Researchers in the Department of Medicine reveal new ways that human natural killer (NK) cells are rewired by signals through cytokine receptors to generate a memory-like program.
In a report published in Science Immunology, co-first authors Jennifer Foltz, PhD, and Jennifer Tran build on prior work from senior author Todd Fehniger, MD, PhD, WashU Division of Oncology, that identified human memory-like (ML) NK cell immunobiology and translated ML NK cells into the clinic. This study investigated the mechanisms of how the cytokines interleukin (IL)-12, 15, and 18 cooperatively activate and initiate a memory-like program in human NK cells. They identified a subset of enriched memory-like (eML) NK cells that have single cell transcriptional and epigenetic profiles that distinguish them from conventional and adaptive NK cells.

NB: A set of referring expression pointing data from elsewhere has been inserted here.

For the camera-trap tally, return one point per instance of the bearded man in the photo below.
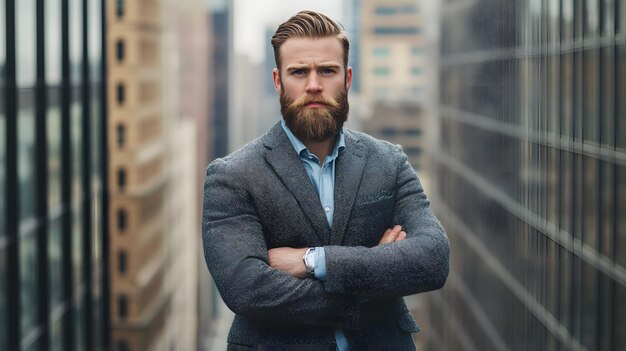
(313, 233)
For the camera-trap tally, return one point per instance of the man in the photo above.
(313, 232)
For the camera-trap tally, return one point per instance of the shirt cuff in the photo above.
(320, 263)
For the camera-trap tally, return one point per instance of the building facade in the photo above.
(531, 176)
(391, 43)
(53, 189)
(154, 171)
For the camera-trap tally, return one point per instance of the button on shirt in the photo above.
(323, 180)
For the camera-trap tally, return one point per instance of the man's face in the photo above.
(313, 87)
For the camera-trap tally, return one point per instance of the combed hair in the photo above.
(309, 24)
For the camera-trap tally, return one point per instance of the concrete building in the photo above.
(531, 176)
(158, 111)
(53, 190)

Further, eML were comprised of two subsets (eML-1 and eML-2) with different transcriptional profiles, transcription factor expression, and functional responses to cancer target cells. These subsets had distinct conventional NK cell origins: eML-1 were primarily derived from CD56bright NK cells, while eML-2 differentiated from CD56dim NK cells. Importantly, both eML-1 and eML-2 subsets were detected weeks after transfer of IL-12/15/18-activated NK cells into patients with leukemia participating in ML NK cellular therapy clinical trials at Washington University. This study reveals molecular mechanisms orchestrating the memory-like program, and guides future strategies applying ML NK cells as a cancer immunotherapy.

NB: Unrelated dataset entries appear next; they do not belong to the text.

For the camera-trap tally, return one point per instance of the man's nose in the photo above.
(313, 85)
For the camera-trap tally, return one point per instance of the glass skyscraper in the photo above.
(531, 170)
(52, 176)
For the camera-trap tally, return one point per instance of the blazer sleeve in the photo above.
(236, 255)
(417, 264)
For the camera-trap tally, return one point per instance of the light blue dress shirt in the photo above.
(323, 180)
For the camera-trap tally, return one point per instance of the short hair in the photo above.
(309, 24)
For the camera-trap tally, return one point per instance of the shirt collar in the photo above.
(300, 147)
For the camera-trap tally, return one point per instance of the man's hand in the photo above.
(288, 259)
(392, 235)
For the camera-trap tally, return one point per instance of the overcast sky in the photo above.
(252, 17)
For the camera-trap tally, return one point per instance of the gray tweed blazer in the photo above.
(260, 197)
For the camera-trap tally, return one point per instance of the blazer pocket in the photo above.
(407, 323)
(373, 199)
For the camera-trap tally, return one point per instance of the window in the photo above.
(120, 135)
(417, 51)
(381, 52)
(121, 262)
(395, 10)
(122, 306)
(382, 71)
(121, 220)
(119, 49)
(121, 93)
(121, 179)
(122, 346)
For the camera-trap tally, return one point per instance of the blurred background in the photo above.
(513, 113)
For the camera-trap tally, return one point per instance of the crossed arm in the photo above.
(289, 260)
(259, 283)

“This work identifies previously unappreciated heterogeneity in the fates of conventional NK cells stimulated with pro-inflammatory cytokines, with only some differentiating into memory-like NK cells”, says Dr. Fehniger. “The unique epigenetic and single cell programs discovered in this study will serve as a road map to generate genuine memory-like NK cells, and hopefully improve on current approaches to create ML NK cellular therapies.”